Watching potatoes grow in real time

The Flight to Vitality project was already under way when Budko became aware of another longstanding problem in the root vegetables business. As all root vegetables grow underground, they need to be dug out for inspection – a wasteful and time-consuming procedure. ‘It reminded me of a project I worked on as an electrical engineer – detecting landmines with ground radar. I also remembered the limitations of that technique, so we had to come up with some other solution.’ Air temperature varies, with warmer temperatures during the day and colder temperatures at night.

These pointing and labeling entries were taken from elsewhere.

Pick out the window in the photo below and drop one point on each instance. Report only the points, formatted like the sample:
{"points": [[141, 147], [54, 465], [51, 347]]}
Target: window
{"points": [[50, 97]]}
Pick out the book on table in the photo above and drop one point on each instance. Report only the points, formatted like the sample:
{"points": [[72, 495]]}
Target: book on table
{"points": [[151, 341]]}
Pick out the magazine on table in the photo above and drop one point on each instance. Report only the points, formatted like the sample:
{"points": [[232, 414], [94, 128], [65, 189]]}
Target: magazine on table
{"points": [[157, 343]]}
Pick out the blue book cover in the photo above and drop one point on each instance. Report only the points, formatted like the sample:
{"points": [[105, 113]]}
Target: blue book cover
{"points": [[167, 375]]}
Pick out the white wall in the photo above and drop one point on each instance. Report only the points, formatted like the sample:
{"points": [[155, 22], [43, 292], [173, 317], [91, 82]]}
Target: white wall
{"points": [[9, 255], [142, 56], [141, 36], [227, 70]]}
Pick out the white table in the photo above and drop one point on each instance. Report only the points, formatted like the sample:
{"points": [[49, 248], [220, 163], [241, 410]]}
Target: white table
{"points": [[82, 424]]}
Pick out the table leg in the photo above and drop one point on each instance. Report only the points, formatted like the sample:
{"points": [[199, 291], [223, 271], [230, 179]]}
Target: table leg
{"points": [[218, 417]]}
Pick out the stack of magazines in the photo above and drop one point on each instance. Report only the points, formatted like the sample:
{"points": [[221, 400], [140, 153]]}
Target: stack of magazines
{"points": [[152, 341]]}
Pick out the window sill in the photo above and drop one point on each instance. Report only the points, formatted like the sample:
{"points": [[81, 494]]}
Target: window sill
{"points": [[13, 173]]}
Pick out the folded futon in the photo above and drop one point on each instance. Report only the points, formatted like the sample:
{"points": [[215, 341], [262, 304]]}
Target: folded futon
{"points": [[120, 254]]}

Budko and his bachelor student Marissa Bezemer modelled how this affects the temperature in the soil and saw a temperature wave moving down. They then added the potatoes to this model. ‘In soup, potatoes are always the hot bastards,’ Budko says. ‘They have a very high heat capacity, which leads to local distortions in the temperature wave. We ran the simulation for potatoes of various sizes and got a very cool movie.’ Budko now wants to put an array of temperature sensors into the ground, leaving it there for the whole growth season. ‘The company involved is very excited, as nobody can yet measure potato growth non-destructively.’